Best practices are everywhere and they are very trendy. Everyone should have a list of best practices for their domain on their blog just for the google traffic. Here are my best practices for good testing:
- Do not interrupt busy testers more than once a day.
- Be willing and able to test anything even if it’s not finished and get meaningful results – if you can’t you need to focus on best practice #3.
- Learn a new testing skill every day.
- Understand and use multiple oracles to find bugs.
- Understand and isolate bugs before reporting them.
- Always understand the project context and how it affects the determination that something is a “bug” vs. being an unfinished feature.
- Solve your own problems as much as possible.

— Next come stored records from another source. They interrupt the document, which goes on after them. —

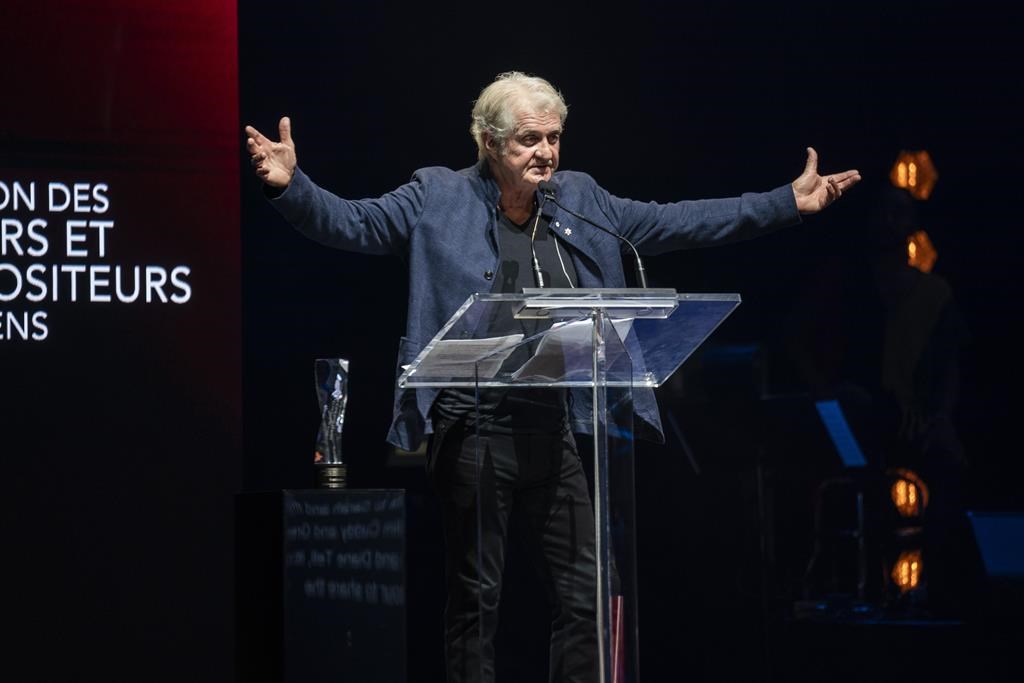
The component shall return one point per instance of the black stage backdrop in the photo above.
(119, 338)
(119, 128)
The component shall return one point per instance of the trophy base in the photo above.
(332, 476)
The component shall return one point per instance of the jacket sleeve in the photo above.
(656, 228)
(379, 225)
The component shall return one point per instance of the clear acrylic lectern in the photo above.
(604, 343)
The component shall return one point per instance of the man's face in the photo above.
(531, 153)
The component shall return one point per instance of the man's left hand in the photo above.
(813, 193)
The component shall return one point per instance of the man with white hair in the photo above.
(476, 230)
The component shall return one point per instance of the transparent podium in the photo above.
(601, 345)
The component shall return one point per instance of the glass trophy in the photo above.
(332, 395)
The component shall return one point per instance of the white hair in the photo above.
(510, 95)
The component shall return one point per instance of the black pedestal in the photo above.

- Know and acknowledge your limitations – don’t pretend you can do security testing if all you know is a simple XSS attack that you learned on my blog.

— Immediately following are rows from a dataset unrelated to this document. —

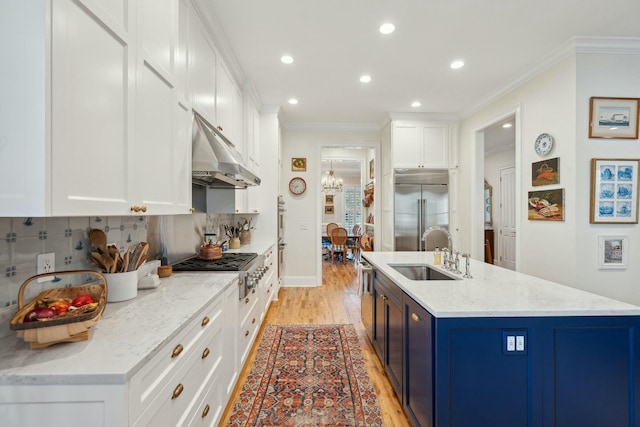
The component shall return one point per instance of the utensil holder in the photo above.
(122, 286)
(245, 237)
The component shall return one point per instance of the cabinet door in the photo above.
(434, 144)
(379, 320)
(92, 92)
(405, 145)
(202, 69)
(418, 377)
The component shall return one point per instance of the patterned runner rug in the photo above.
(307, 375)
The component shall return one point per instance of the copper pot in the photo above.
(210, 252)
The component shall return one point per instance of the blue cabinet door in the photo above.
(418, 377)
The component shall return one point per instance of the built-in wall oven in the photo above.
(366, 303)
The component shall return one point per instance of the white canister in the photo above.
(121, 286)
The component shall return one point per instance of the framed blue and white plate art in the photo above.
(614, 191)
(613, 117)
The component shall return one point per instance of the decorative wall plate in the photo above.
(544, 144)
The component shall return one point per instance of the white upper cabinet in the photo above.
(420, 144)
(163, 144)
(203, 60)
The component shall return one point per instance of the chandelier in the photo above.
(331, 184)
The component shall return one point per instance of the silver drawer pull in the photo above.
(178, 390)
(176, 351)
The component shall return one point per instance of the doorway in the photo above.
(499, 173)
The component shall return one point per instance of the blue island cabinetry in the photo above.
(511, 371)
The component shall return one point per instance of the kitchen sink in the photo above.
(420, 272)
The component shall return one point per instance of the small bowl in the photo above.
(165, 270)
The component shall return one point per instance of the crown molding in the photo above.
(344, 127)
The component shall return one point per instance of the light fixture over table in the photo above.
(331, 184)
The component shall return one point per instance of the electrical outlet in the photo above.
(46, 264)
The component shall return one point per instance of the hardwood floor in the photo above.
(336, 301)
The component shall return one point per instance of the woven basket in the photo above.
(72, 326)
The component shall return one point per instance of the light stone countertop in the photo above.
(123, 340)
(494, 291)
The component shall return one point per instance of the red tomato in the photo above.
(59, 306)
(82, 300)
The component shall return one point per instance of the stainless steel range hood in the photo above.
(216, 163)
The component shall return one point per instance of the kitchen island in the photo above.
(503, 348)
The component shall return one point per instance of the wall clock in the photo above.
(297, 185)
(543, 144)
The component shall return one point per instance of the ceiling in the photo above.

- Advocate for bug fixes without turning the rest of the team against you.
- Tell managers who break best practice #1 to leave you the hell alone.
Now here are some ads.


3 responses so far ↓
1 Lee Copeland // Sep 30, 2009 at 7:54 pm
Like all (alleged) best practices, I can think of a context in which each of these is a bad idea.
2 davidray // Sep 30, 2009 at 8:12 pm
That's so awesome. I love you true-to-the-faith context guys. I'm not being facetious – I really do.

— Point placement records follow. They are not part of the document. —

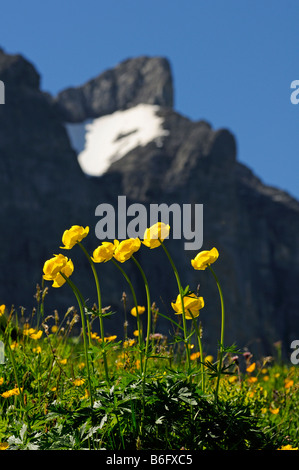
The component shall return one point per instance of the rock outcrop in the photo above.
(44, 191)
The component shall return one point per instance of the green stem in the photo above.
(222, 332)
(78, 297)
(148, 314)
(182, 301)
(18, 383)
(200, 350)
(136, 306)
(99, 308)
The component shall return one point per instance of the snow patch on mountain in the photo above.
(102, 141)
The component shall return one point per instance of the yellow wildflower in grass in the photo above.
(251, 368)
(10, 393)
(194, 356)
(232, 378)
(126, 248)
(74, 235)
(129, 342)
(36, 335)
(53, 267)
(140, 310)
(252, 379)
(103, 253)
(154, 233)
(85, 396)
(111, 338)
(78, 382)
(288, 383)
(32, 333)
(94, 336)
(209, 358)
(288, 447)
(204, 258)
(192, 305)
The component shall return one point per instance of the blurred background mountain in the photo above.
(45, 190)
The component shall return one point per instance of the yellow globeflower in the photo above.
(56, 265)
(10, 393)
(78, 382)
(154, 233)
(192, 305)
(274, 411)
(288, 447)
(204, 258)
(103, 253)
(140, 310)
(194, 356)
(74, 235)
(126, 248)
(36, 335)
(251, 368)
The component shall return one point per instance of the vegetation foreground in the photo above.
(60, 390)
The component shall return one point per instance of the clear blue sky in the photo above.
(233, 61)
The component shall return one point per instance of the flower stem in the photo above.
(148, 313)
(182, 301)
(200, 350)
(99, 308)
(222, 332)
(136, 306)
(78, 297)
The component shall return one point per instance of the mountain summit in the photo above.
(118, 134)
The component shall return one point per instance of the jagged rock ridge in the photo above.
(44, 191)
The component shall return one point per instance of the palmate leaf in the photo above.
(97, 313)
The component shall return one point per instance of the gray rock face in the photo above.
(134, 81)
(43, 192)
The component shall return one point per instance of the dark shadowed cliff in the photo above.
(44, 191)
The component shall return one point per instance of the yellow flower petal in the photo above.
(103, 253)
(192, 305)
(126, 248)
(154, 233)
(204, 258)
(74, 235)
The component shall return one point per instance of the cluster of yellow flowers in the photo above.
(58, 268)
(10, 393)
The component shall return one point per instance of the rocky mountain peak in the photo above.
(146, 80)
(16, 71)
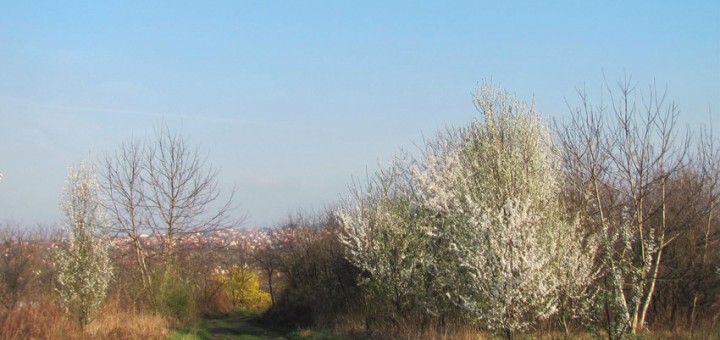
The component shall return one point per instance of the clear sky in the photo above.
(293, 99)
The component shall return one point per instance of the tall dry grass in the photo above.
(46, 320)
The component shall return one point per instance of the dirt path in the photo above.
(238, 327)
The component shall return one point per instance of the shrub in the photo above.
(242, 285)
(174, 297)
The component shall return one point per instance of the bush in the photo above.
(242, 286)
(174, 297)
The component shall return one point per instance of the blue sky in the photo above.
(291, 100)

I should have had something in the list about context trumping everything because I totally agree with you, but I didn't really intend anyone to take me seriously. I think everything on the list is a good tip under the right circumstances, but I was really just trying to poke fun at best practices by making ten of them up in less than two minutes.
3 Dave Whalen // Sep 30, 2009 at 11:04 pm
OK….maybe its just me but….
Is marketing the Context-Driven School as a "best practice" a violation of the Context-Driven School?